Il va rencontrer Lucy et Hector, un couple d’originaux qui vont le prendre sous son aile, le faire grandir et prendre conscience de ses capacités entre chant opératique et carrière professionnelle dans la restauration. Les années vont défiler, des enfants vont naître, des drames se jouent, des liens se font et se défont et les prochaines parties du roman s’attardent alors sur Lucy et ses enfants auxquels Dany est très lié. Le tout forme une sorte de saga familiale ressemblant à une gigantesque partie de dés, où les coups du sort sont nombreux et la vie compliquée. Une vie humaine en quelque sorte, de véritables montagnes russes qui captivent le lecteur et ne lui laissent aucune chance de s’échapper.
Bien que concis et allant à l’essentiel, ce récit volontiers elliptique par moment (on peut voir défiler les années en quelques lignes parfois) est d’une densité folle et brasse nombre de thématiques et aspects d’une vie humaine. La famille et les liens que l’on noue sont au cœur de la trame, les rapports parents / enfants compliqués avec des géniteurs soit désarmés, soit dépourvus d’instinct parental ce qui impacte forcément les enfants et les conduit à emprunter des chemins parfois dangereux. Mais la vie force chacun à se mettre un coup de pied aux fesses, à réagir, essayer des choses, se rater, se rattraper et retenter encore. Pour certains, la fin n’est pas heureuse, on peut sombrer. On alterne ici de très belles tranches de vie, de bonheur extatique mais aussi des moments dramatiques avec une souffrance exprimée à fleur de mots.

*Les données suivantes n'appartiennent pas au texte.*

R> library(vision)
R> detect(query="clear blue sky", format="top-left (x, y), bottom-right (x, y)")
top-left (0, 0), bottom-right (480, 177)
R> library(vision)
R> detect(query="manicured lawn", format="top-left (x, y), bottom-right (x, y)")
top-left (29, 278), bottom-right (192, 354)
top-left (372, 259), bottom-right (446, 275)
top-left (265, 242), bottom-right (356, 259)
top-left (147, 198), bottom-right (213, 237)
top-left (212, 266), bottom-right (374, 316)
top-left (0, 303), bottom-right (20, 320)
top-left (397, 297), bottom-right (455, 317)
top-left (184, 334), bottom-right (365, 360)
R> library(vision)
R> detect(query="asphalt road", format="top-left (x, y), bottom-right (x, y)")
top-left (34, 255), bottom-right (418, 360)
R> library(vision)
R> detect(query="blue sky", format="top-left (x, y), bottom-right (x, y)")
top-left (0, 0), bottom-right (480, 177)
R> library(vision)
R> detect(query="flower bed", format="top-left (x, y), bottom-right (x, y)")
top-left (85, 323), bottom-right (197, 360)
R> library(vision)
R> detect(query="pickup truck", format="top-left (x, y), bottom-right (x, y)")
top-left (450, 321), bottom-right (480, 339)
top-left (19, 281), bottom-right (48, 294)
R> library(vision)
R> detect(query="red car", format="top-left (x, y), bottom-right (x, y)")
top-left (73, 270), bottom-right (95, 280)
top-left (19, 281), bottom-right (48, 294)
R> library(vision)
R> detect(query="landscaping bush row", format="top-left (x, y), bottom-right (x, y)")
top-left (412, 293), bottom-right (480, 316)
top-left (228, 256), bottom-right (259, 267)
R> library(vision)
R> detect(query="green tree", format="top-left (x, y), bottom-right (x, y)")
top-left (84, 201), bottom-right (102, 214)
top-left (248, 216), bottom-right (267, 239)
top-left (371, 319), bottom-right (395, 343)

On parle aussi de musique, elle est omniprésente dans l’ouvrage entre les chansons populaires diffusées dans la fête foraine, l’opéra tellement aimé par Victor, un braqueur mélancolique qui va commettre l’irréparable et briser plusieurs destins, le rock et la rébellion que Lucy et une de ses filles aiment tellement (Nirvana for ever !), le milieu de l’industrie du disque aussi avec une aventure aussi brève qu’intense pour un personnage qui là encore va briser sa trajectoire lors d’un coup de folie… On navigue entre les routes de France, la ville de Sète et sa nature ensoleillé, la prison, un couvent ou le casino. C’est flamboyant, varié et totalement prenant. Les pages se tournent toutes seules, la surprise est au rendez-vous et entretient la flamme.
L’écriture simple, douce et romanesque en diable porte le lecteur. On ne peut que se passionner pour ces vies livrées dans leur entièreté avec spontanéité et justesse. Ce fut une lecture passionnante, rapide et totalement addictive une fois encore. Un vrai bonheur de lecture pour un roman à découvrir absolument.